Question 9.2: GaAs DISPERSION RELATION For GaAs, from λ = 0.89 to 4.1 μm, ...
GaAs DISPERSION RELATION For GaAs, from λ = 0.89 to 4.1 μm, the refractive index is given by the following dispersion relation,
n^{2}=7.10+\frac{3.78 \lambda^{2}}{\lambda^{2}-0.2767} [9.18]
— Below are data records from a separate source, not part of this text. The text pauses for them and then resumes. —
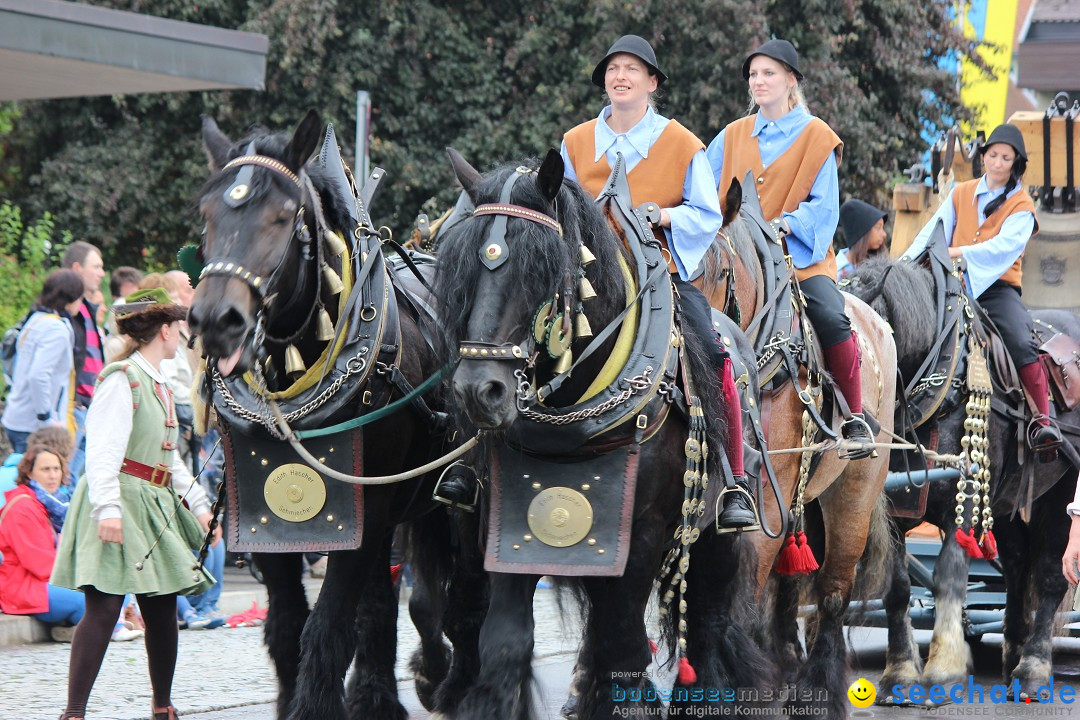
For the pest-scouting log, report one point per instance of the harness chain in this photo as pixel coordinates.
(694, 481)
(638, 383)
(974, 470)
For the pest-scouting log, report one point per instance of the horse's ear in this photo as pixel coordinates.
(218, 146)
(731, 201)
(550, 175)
(468, 176)
(305, 139)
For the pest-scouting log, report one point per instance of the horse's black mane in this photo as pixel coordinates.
(906, 301)
(537, 255)
(272, 145)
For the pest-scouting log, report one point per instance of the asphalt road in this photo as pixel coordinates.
(225, 674)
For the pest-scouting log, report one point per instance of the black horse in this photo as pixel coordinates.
(271, 263)
(1030, 543)
(538, 252)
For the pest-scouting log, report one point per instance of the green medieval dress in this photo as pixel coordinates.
(83, 559)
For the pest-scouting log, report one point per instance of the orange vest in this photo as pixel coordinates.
(658, 178)
(969, 232)
(786, 182)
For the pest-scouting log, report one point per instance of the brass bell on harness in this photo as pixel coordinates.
(581, 326)
(335, 245)
(565, 361)
(585, 290)
(324, 326)
(294, 363)
(332, 280)
(586, 256)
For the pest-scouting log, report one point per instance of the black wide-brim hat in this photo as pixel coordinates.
(778, 50)
(635, 45)
(1008, 134)
(858, 218)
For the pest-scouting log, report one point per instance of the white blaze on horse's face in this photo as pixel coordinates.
(628, 81)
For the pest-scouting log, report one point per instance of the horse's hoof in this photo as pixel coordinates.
(570, 707)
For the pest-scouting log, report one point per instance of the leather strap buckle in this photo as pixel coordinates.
(160, 475)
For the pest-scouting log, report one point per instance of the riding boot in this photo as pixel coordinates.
(842, 363)
(458, 487)
(739, 511)
(1043, 436)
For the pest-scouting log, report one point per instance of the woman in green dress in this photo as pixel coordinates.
(126, 530)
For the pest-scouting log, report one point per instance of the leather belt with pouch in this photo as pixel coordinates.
(159, 475)
(1062, 360)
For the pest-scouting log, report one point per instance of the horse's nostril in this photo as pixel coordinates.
(494, 393)
(232, 317)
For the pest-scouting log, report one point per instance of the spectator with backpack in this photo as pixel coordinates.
(41, 380)
(89, 345)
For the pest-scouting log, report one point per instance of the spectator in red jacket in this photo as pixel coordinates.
(29, 528)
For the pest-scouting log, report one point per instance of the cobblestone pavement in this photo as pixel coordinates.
(216, 670)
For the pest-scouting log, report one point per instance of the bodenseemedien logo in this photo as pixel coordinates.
(977, 693)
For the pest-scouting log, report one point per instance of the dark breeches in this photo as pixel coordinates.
(1002, 303)
(825, 310)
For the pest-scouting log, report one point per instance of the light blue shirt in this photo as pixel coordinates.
(694, 222)
(987, 260)
(813, 222)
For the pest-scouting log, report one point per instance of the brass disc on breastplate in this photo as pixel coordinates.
(294, 492)
(561, 517)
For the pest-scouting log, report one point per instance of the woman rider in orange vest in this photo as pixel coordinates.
(794, 158)
(987, 222)
(665, 164)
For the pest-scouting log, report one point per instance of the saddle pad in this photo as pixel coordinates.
(561, 518)
(279, 504)
(1062, 360)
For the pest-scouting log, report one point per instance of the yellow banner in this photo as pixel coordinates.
(994, 22)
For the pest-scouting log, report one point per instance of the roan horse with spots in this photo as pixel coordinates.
(847, 491)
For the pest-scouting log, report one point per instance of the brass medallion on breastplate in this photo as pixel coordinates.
(294, 492)
(561, 517)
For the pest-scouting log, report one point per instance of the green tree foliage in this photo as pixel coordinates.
(496, 79)
(25, 253)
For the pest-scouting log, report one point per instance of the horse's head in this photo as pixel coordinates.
(511, 283)
(256, 247)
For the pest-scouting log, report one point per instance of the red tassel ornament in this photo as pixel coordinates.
(968, 542)
(687, 676)
(989, 545)
(807, 561)
(787, 562)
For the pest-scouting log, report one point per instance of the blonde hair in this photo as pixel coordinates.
(795, 96)
(156, 280)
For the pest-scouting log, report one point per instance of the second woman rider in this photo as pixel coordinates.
(665, 163)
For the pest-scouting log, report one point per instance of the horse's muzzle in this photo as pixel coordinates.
(488, 402)
(225, 329)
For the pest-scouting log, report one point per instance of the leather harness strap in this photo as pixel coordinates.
(518, 212)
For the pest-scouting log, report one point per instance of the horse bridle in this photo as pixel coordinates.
(494, 253)
(235, 195)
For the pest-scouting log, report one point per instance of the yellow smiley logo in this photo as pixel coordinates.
(862, 693)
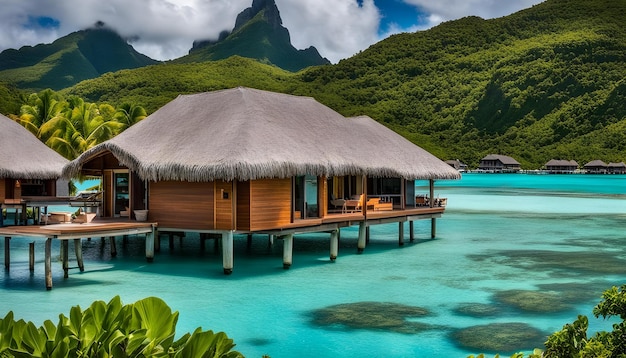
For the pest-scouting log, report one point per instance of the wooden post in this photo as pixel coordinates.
(227, 252)
(151, 239)
(66, 262)
(287, 251)
(433, 228)
(157, 240)
(78, 249)
(334, 245)
(48, 263)
(113, 247)
(361, 241)
(432, 205)
(7, 252)
(31, 256)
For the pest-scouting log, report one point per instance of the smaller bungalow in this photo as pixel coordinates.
(595, 167)
(496, 163)
(28, 168)
(457, 164)
(559, 166)
(616, 168)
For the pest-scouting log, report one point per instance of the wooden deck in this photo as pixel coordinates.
(75, 232)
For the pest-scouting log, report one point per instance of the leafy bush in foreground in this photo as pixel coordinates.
(145, 328)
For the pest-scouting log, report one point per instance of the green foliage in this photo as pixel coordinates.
(72, 126)
(78, 56)
(144, 329)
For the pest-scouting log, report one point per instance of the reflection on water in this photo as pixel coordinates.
(516, 257)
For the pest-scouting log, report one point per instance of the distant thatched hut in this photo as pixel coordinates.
(595, 167)
(497, 163)
(616, 168)
(245, 160)
(28, 168)
(558, 166)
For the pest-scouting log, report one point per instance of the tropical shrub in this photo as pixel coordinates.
(145, 328)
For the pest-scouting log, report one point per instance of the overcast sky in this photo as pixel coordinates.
(166, 29)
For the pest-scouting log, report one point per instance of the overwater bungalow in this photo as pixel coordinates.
(559, 166)
(246, 161)
(496, 163)
(616, 168)
(457, 164)
(595, 167)
(29, 170)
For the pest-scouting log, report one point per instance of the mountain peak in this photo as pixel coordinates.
(272, 15)
(258, 34)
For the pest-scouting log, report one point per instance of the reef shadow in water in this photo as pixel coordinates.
(379, 316)
(499, 337)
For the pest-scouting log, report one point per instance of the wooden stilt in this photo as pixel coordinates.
(113, 247)
(31, 256)
(78, 249)
(433, 228)
(48, 263)
(157, 240)
(287, 251)
(66, 261)
(7, 251)
(361, 241)
(227, 252)
(150, 243)
(334, 245)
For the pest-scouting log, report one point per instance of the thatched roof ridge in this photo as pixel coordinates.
(24, 156)
(245, 134)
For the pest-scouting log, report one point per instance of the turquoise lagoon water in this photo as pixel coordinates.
(513, 252)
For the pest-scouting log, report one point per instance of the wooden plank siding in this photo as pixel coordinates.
(3, 190)
(243, 206)
(224, 205)
(185, 205)
(270, 204)
(107, 185)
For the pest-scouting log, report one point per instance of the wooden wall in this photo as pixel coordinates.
(3, 190)
(224, 219)
(182, 205)
(269, 204)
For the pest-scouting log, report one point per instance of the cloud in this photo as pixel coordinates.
(166, 29)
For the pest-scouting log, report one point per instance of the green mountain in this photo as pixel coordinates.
(546, 82)
(258, 34)
(78, 56)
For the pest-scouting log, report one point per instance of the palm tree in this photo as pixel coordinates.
(81, 127)
(40, 108)
(128, 114)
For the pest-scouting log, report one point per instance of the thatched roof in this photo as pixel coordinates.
(24, 156)
(244, 134)
(595, 163)
(504, 159)
(561, 163)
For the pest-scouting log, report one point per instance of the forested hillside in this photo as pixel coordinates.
(546, 82)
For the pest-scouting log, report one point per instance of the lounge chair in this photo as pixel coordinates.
(353, 205)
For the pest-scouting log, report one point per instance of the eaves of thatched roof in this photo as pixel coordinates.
(246, 134)
(24, 156)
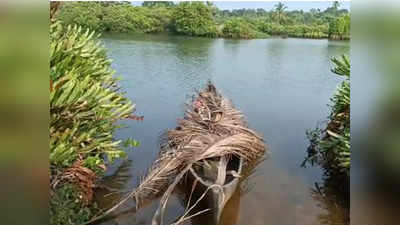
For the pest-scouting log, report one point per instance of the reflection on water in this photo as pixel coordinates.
(282, 86)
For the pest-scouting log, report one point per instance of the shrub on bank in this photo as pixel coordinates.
(194, 19)
(85, 103)
(238, 28)
(331, 147)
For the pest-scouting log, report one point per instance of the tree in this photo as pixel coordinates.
(194, 18)
(280, 11)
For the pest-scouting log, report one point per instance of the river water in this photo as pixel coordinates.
(282, 86)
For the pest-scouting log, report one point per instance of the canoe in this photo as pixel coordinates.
(223, 172)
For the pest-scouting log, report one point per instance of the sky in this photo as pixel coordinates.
(268, 5)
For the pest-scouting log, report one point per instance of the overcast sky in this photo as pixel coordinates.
(292, 5)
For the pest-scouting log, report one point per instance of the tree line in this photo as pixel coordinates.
(205, 19)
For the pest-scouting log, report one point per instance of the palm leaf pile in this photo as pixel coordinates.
(332, 151)
(210, 128)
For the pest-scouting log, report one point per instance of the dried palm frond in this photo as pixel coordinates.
(210, 128)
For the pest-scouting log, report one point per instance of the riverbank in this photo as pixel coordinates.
(206, 20)
(85, 104)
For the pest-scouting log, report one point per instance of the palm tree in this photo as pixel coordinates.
(280, 11)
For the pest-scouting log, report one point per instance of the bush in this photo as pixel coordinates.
(84, 106)
(238, 28)
(271, 28)
(194, 19)
(339, 28)
(331, 147)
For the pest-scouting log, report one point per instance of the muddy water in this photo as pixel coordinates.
(282, 86)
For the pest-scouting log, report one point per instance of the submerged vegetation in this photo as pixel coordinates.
(85, 103)
(205, 19)
(330, 147)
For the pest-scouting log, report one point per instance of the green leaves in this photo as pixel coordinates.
(194, 19)
(84, 101)
(331, 147)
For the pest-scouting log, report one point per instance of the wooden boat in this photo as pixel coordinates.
(219, 179)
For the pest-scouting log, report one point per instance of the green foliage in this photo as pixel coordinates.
(157, 3)
(194, 19)
(205, 19)
(271, 28)
(339, 28)
(238, 28)
(66, 209)
(331, 147)
(85, 103)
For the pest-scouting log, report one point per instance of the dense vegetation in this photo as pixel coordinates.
(205, 19)
(330, 147)
(84, 105)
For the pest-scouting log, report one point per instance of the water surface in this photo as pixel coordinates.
(282, 86)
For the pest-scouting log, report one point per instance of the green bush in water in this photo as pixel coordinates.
(331, 147)
(272, 28)
(238, 28)
(85, 14)
(85, 105)
(65, 209)
(194, 19)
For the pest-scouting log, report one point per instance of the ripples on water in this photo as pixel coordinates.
(282, 86)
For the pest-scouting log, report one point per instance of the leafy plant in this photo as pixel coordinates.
(331, 147)
(239, 28)
(194, 19)
(85, 104)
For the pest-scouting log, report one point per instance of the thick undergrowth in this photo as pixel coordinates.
(330, 147)
(85, 104)
(210, 128)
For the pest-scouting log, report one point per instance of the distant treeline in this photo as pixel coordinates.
(205, 19)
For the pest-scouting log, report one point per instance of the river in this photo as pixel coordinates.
(282, 86)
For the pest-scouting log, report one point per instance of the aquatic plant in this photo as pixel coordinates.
(200, 19)
(331, 147)
(85, 104)
(194, 19)
(210, 128)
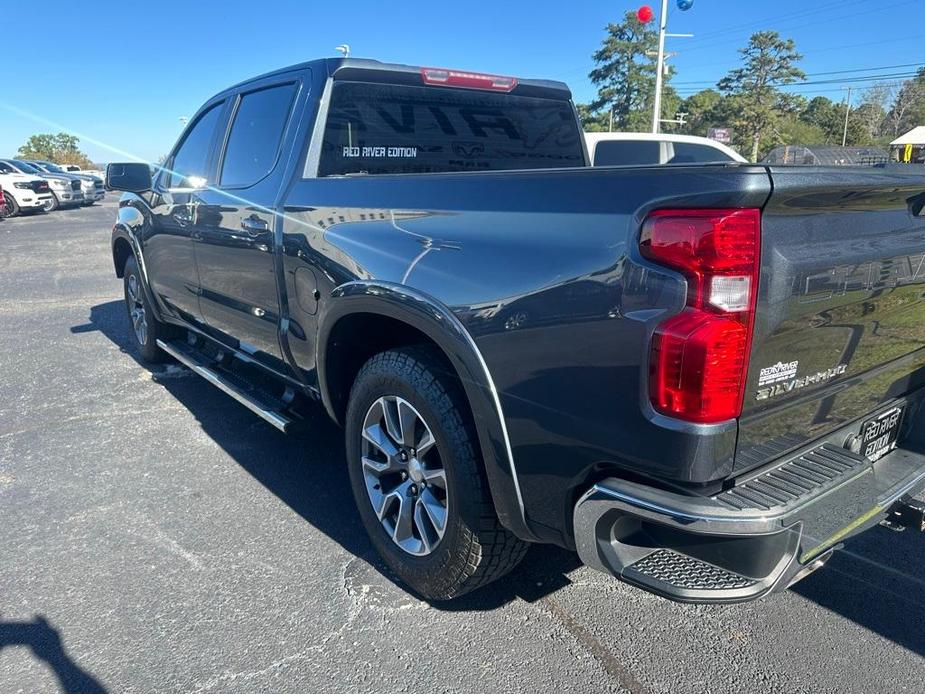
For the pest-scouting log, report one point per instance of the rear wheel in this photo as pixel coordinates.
(417, 479)
(146, 329)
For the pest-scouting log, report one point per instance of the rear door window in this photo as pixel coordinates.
(627, 153)
(388, 129)
(256, 135)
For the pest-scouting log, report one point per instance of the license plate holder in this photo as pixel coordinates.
(878, 435)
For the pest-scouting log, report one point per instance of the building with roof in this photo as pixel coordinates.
(826, 155)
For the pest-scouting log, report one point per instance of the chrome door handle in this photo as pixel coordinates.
(254, 226)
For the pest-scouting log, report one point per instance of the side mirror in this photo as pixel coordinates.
(132, 177)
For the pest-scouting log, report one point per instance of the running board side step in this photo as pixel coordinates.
(261, 406)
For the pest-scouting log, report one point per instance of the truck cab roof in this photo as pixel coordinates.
(369, 70)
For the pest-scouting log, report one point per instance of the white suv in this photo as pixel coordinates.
(22, 192)
(651, 149)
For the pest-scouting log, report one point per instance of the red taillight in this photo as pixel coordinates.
(699, 358)
(467, 80)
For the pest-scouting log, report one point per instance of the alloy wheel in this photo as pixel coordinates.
(136, 310)
(404, 475)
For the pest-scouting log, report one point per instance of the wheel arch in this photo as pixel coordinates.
(125, 246)
(383, 307)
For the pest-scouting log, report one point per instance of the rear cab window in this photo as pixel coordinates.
(379, 128)
(628, 153)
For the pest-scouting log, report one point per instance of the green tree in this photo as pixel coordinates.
(61, 149)
(768, 62)
(908, 110)
(592, 121)
(625, 75)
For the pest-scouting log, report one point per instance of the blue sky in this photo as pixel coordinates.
(122, 73)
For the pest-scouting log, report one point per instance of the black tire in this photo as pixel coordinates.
(10, 206)
(135, 298)
(475, 548)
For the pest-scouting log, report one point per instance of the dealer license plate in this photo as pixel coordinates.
(878, 435)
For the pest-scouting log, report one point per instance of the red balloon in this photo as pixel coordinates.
(645, 14)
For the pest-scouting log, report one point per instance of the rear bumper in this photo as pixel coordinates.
(755, 538)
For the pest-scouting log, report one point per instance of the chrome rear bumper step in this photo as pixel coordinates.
(252, 398)
(755, 538)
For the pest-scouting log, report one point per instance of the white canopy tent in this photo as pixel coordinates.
(909, 148)
(916, 136)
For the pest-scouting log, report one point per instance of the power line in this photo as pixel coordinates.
(800, 14)
(830, 72)
(778, 27)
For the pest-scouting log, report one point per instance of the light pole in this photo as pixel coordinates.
(660, 67)
(844, 137)
(660, 61)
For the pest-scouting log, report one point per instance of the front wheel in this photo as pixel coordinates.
(417, 477)
(10, 206)
(146, 329)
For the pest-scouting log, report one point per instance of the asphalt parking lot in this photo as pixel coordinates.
(157, 536)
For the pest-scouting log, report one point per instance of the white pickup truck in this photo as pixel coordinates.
(22, 192)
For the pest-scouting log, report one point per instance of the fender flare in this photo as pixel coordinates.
(130, 216)
(438, 323)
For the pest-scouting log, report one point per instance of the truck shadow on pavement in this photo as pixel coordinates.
(45, 643)
(307, 471)
(876, 581)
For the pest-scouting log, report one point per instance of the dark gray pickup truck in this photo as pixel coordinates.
(704, 378)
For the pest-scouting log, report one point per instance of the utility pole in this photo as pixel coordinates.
(660, 61)
(660, 67)
(844, 137)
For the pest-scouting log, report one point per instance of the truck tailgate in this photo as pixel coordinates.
(840, 325)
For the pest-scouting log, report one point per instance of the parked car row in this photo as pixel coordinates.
(42, 186)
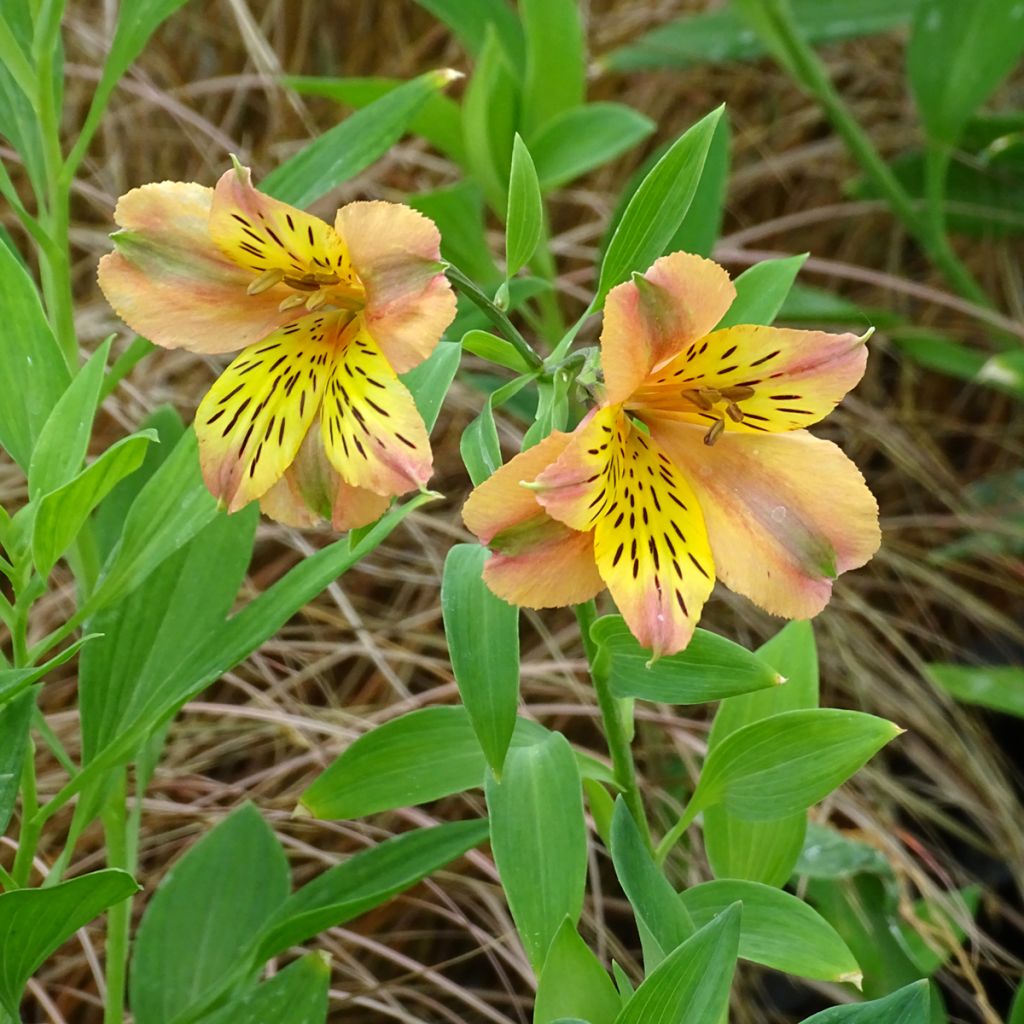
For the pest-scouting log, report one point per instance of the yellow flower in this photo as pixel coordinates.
(696, 465)
(326, 317)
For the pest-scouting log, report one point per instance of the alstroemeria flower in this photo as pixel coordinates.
(696, 465)
(310, 418)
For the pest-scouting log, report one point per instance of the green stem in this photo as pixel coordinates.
(800, 58)
(496, 315)
(119, 854)
(614, 725)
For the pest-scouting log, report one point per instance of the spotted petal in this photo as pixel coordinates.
(649, 320)
(786, 513)
(263, 233)
(649, 540)
(783, 379)
(253, 420)
(395, 251)
(311, 491)
(537, 562)
(168, 281)
(373, 434)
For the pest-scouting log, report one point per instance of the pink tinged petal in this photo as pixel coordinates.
(261, 235)
(373, 434)
(538, 562)
(311, 492)
(657, 314)
(777, 379)
(171, 285)
(649, 539)
(395, 251)
(254, 419)
(786, 513)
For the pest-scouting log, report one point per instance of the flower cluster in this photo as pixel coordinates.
(694, 465)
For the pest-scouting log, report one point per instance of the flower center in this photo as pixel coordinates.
(717, 403)
(314, 290)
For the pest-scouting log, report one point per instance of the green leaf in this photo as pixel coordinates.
(783, 764)
(691, 985)
(482, 633)
(204, 913)
(458, 212)
(908, 1006)
(489, 113)
(585, 137)
(34, 923)
(363, 882)
(539, 840)
(31, 361)
(958, 53)
(657, 207)
(828, 853)
(657, 909)
(777, 930)
(184, 602)
(721, 35)
(572, 982)
(764, 851)
(701, 225)
(296, 995)
(439, 120)
(761, 290)
(997, 687)
(495, 349)
(353, 144)
(422, 756)
(479, 446)
(14, 719)
(524, 218)
(65, 437)
(429, 382)
(172, 507)
(556, 61)
(62, 512)
(470, 23)
(711, 668)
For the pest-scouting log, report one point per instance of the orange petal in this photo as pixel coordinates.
(261, 233)
(373, 433)
(649, 320)
(170, 284)
(649, 540)
(786, 513)
(311, 492)
(797, 377)
(254, 419)
(538, 563)
(395, 251)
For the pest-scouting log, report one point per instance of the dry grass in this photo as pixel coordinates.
(943, 806)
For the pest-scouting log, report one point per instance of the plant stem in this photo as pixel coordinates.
(614, 726)
(496, 315)
(119, 854)
(804, 64)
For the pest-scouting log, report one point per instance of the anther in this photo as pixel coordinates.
(265, 281)
(734, 412)
(715, 432)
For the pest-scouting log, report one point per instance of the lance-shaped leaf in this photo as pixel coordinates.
(777, 930)
(482, 634)
(34, 923)
(204, 913)
(711, 667)
(539, 838)
(692, 983)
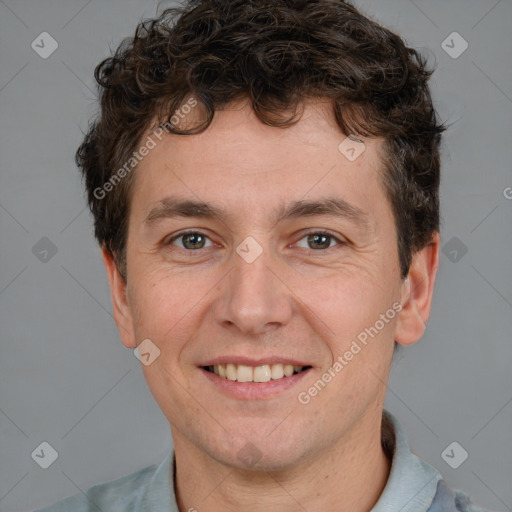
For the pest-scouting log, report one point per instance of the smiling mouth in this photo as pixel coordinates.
(264, 373)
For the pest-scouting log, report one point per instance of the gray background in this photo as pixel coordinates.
(65, 377)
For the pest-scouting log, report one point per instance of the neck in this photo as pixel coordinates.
(348, 477)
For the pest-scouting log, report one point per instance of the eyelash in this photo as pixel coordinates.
(311, 232)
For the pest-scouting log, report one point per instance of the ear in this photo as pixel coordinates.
(417, 290)
(121, 307)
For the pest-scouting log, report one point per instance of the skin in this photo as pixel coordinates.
(294, 300)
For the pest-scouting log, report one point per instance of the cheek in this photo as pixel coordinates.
(162, 305)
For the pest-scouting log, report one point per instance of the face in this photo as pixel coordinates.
(290, 258)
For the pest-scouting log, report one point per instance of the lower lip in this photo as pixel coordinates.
(254, 390)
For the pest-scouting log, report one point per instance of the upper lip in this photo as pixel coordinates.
(247, 361)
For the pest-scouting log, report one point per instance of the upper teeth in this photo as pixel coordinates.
(265, 373)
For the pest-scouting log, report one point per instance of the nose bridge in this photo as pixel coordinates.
(253, 299)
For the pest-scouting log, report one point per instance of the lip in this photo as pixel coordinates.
(273, 359)
(254, 390)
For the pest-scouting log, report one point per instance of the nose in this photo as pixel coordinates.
(253, 299)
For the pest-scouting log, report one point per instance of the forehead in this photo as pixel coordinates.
(238, 159)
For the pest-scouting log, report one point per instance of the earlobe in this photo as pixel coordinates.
(120, 305)
(417, 291)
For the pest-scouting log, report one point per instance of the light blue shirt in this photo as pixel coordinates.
(412, 486)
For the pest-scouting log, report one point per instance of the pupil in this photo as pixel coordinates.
(194, 238)
(315, 238)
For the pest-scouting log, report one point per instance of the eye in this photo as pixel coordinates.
(190, 240)
(316, 240)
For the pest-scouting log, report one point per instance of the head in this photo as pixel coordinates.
(244, 110)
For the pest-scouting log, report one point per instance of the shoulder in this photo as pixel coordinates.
(115, 496)
(452, 500)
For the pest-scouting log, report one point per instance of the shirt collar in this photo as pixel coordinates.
(411, 485)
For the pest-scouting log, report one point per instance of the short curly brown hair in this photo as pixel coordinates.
(276, 54)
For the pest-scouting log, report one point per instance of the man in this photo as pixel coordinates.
(264, 183)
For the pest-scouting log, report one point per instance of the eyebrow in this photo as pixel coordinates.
(171, 207)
where λ is in microns (μm). What is the refractive index of GaAs for light with a photon energy of 1 eV?
At hf = 1 eV,
\lambda=\frac{h c}{h f}=\frac{\left(6.62 \times 10^{-34} J s \right)\left(3 \times 10^{8} m s ^{-1}\right)}{\left(1 eV \times 1.6 \times 10^{-19} J eV ^{-1}\right)}=1.24 \mu m
Thus,
n^{2}=7.10+\frac{3.78 \lambda^{2}}{\lambda^{2}-0.2767}=7.10+\frac{3.78(1.24)^{2}}{(1.24)^{2}-0.2767}=11.71
so that n = 3.42
Note that the n versus λ expression for GaAs is actually a Sellmeier-type formula because when \lambda^{2} \gg \lambda_{1}^{2} , then A_{1} can be simply lumped with 1 to give 1 + A_{1} = 7.10.